Before we left, Beit She'arim Park Director Revital Weiss taught us the trick to a good day out: Suit the activities to the needs of the children and the time of day. Certainly dipping in the Sakhne in the midday heat, digging for Roman remains in the late afternoon and visiting the lit burial caves at night provided an idea of the diversity readily available at national parks in just one part of the country.

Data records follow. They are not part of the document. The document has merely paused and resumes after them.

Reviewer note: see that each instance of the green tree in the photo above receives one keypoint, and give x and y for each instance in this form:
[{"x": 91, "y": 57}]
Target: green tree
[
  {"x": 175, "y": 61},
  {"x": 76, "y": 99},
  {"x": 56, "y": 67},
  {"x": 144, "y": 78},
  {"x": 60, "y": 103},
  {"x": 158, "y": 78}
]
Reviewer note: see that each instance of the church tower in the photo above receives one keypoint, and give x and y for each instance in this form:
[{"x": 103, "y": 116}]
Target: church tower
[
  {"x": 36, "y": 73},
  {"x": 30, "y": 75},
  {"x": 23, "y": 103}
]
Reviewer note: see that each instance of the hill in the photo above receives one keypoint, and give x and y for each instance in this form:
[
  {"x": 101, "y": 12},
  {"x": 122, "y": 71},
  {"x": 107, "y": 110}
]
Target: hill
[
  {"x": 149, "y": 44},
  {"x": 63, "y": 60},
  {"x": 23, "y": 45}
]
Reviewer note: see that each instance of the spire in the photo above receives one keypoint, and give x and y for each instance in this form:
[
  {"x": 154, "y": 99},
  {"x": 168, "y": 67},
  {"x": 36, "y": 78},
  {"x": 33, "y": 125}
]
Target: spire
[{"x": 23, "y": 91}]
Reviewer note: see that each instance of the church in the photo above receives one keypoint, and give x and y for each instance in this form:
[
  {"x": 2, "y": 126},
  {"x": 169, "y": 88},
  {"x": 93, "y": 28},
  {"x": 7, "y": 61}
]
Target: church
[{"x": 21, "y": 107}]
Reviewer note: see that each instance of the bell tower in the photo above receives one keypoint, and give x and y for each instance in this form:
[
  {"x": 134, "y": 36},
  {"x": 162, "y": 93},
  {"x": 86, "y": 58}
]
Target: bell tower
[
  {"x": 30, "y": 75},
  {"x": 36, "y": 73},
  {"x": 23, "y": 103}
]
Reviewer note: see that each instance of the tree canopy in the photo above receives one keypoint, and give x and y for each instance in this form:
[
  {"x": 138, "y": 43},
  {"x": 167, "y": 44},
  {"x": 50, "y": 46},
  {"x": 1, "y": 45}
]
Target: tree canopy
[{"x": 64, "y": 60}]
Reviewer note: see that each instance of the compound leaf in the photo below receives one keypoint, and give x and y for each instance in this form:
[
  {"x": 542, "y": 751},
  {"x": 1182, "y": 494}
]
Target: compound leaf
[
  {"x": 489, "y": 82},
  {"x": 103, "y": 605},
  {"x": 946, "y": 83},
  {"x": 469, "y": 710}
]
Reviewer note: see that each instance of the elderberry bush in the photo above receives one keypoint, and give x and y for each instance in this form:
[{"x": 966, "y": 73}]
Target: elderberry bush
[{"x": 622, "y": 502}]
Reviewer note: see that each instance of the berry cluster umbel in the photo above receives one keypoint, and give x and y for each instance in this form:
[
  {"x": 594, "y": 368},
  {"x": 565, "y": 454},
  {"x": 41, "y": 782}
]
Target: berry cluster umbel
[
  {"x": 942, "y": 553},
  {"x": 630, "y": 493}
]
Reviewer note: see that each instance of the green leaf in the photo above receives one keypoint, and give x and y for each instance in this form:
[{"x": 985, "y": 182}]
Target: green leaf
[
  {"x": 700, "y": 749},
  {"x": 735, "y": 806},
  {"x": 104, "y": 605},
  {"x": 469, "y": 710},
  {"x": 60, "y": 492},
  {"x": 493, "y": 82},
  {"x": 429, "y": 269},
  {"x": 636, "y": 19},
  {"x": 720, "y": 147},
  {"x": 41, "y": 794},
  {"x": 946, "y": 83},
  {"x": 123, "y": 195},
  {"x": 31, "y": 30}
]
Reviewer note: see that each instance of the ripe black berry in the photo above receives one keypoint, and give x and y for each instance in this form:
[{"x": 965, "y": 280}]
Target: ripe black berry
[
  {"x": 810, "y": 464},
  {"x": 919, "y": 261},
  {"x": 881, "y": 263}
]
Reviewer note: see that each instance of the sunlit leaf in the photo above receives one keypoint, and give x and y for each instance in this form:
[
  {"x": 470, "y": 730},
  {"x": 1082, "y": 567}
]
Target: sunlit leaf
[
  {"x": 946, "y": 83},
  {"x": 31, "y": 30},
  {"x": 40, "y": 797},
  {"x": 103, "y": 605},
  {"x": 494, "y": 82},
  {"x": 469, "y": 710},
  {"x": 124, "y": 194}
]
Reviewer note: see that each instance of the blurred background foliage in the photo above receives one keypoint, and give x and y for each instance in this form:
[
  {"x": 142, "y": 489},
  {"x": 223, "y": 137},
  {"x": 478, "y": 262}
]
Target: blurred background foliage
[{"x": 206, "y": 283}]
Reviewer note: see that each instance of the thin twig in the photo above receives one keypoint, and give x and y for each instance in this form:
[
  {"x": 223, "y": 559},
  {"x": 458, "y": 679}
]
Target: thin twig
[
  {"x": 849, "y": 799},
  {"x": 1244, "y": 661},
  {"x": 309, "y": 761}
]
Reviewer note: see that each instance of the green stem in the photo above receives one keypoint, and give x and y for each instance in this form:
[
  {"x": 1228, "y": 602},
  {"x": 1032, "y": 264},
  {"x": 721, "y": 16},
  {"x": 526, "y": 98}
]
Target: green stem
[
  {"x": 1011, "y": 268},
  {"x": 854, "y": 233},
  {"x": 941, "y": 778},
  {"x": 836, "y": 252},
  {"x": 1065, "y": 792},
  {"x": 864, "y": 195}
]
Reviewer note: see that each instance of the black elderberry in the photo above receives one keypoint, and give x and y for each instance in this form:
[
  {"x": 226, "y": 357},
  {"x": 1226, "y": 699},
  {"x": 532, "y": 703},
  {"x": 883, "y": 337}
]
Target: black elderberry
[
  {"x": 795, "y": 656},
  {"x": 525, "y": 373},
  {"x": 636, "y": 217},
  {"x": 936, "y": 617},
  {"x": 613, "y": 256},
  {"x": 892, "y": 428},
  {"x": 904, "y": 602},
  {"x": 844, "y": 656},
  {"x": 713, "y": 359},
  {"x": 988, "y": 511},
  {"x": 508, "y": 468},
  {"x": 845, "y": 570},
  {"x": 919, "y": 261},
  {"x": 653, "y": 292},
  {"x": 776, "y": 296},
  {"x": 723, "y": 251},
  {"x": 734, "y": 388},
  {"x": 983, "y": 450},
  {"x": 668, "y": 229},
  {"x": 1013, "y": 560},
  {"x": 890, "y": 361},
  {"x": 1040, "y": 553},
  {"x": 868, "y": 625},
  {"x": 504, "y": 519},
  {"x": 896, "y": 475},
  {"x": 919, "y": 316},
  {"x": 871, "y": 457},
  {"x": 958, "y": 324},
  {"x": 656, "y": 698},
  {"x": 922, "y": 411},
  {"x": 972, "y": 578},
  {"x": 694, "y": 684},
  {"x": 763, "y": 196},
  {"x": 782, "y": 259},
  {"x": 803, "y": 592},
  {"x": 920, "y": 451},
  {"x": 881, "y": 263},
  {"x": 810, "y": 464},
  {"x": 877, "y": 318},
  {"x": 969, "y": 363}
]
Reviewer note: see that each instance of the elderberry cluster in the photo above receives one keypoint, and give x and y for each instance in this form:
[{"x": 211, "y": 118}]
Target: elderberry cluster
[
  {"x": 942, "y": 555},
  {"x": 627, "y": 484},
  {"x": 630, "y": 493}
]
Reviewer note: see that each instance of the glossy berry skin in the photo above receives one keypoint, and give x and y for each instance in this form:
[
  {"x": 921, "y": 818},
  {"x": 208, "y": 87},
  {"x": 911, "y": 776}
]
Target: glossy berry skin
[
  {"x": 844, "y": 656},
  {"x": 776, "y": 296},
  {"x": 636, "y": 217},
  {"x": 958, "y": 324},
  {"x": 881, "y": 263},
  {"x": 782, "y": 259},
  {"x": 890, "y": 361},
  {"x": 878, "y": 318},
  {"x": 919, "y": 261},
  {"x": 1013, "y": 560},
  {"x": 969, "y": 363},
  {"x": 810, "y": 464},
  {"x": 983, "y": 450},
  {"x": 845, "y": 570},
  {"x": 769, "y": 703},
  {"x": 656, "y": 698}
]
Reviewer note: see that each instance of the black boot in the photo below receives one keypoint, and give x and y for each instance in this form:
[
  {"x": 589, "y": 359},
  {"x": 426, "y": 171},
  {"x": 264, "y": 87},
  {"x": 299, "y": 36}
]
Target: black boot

Most of the sites offer special activities for children and special prices for families.
As we left the cave believed to hold the remains of Rabbi Judah Hanasi, Yossi looked back and declared: "I'll never forget this day, Mum."
When I suggested that I use that as the concluding sentence to this feature, my son - now wavering between becoming a journalist or an archeologist when he grows up - had the last word himself: "No, write that nobody could forget a day like this."